В мамин тостер можно поместить только два куска. Хлеб в нем подгорает с одной стороны и остается мягким с другой. Поэтому я включаю духовку и выкладываю хлеб на противень. Беру масло, размышляя, стоит ли намазать его сначала или после.
– Когда будет готово?
– Через восемь минут, – отвечает Питер. – Максимум двенадцать. Иди будить детей.
– Надо подождать маму.
– Яичница засохнет.
Я смотрю на пруд.
– Она уже на полпути обратно.
– Кто плавает, тот ест остывший завтрак.
– Ладно. Тогда ты будешь разбираться с последствиями.
Когда мама чувствует себя оскорбленной, она делает так, чтобы все, кто находится поблизости, тоже страдали. Но Питера этим не пронять. Он просто смеется над ней, говорит, чтобы она перестала сходить с ума, и она почему-то слушается.
1952 год. Нью-Йорк
Маме было всего восемь лет, когда ее мать, Нанетта Солтонстолл, вышла замуж во второй раз. Нанетта была светской львицей – эгоистичной и прекрасной, знаменитой своими чувственными, жестокими губами. Детство ее прошло в богатстве, она была избалована отцом-банкиром. Но все изменилось с началом Великой депрессии. Семья переехала из особняка на Пятой авеню в темную тесную квартирку в Йорквилле, где единственной роскошью, которую позволял себе мой прадед Джордж Солтонстолл, был коктейль водка-мартини, который он каждый день в шесть часов делал в хрустальном шейкере, помешивая ложечкой из чистого серебра. Красота старшей дочери осталась его единственным активом: Нанетта должна была выйти за богача и спасти семью. Таков был план. Вместо этого она поступила в школу дизайна в Париже и влюбилась в моего деда, Эймори Кушинга, бостонского брамина, но при этом нищего скульптора, единственным достоянием которого был ветхий дом на берегу пруда в далеких лесах мыса Код, в Массачусетсе. Он унаследовал дом и пруд от какого-то дальнего родственника.

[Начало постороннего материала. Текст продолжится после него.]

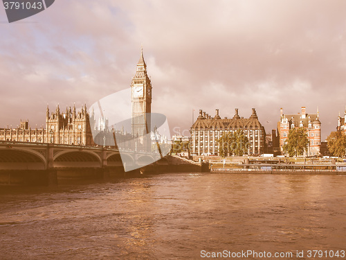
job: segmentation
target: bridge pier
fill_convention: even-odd
[[[48,177],[48,185],[57,185],[57,171],[56,169],[46,170],[46,175]]]

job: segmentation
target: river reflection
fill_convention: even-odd
[[[6,189],[0,193],[0,258],[345,250],[345,175],[170,173]]]

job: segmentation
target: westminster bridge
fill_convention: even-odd
[[[148,162],[154,162],[148,165]],[[138,166],[126,172],[124,165]],[[201,164],[102,146],[0,141],[0,184],[55,184],[59,178],[107,179],[148,171],[201,171]]]

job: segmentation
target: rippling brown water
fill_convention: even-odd
[[[345,250],[345,187],[346,175],[176,173],[17,188],[0,193],[0,259]]]

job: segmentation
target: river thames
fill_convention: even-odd
[[[0,189],[1,259],[345,258],[346,175],[168,173]]]

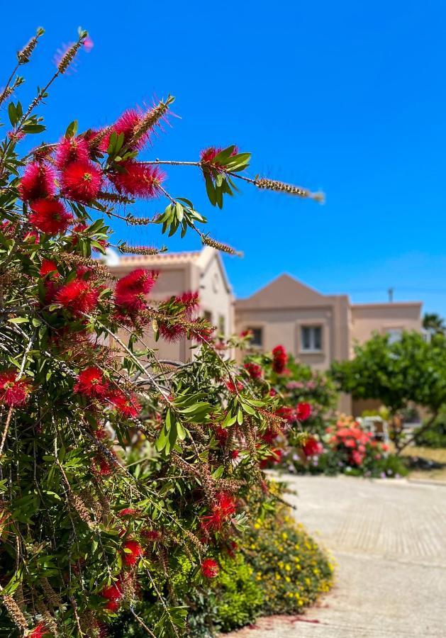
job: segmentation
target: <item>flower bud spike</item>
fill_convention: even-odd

Дедушка Эймори построил нашу дачу в тот короткий период, когда они с бабушкой были влюблены друг в друга. Он выбрал длинный узкий участок, скрытый от его дома изгибом берега. У него была задумка сдавать домики на лето, чтобы иметь дополнительный источник дохода, который помог бы обеспечивать очаровательную молодую жену и двух маленьких детей. Снаружи эти домики крепкие, водонепроницаемые: они выдержали множество суровых зим, ураганов и поколения бранящихся родственников. Но у дедушки закончились деньги, поэтому внутренние стены и потолок он сделал из прессованного картона, дешевого и практичного, и назвал дачу Бумажным дворцом. Чего он не предусмотрел, так это того, что бабушка бросит его до завершения строительства. Как и того, что картон обожают мыши, которые прогрызают дырки в стенах каждую зиму, отрыгивают кусочки и кормят ими, как хлопьями, своих крошечных детенышей, рожденных в ящичках стола. Каждое лето тот из нас, кто открывает дачный сезон, должен вытряхнуть мышиные гнезда в лес. Сложно на них сердиться: зимы на мысе жестоки, как это в свое время узнали отцы-пилигримы. Но мышиная моча воняет, и я всегда ненавидела писк ужаса, с которым они падали из деревянных ящичков в кусты.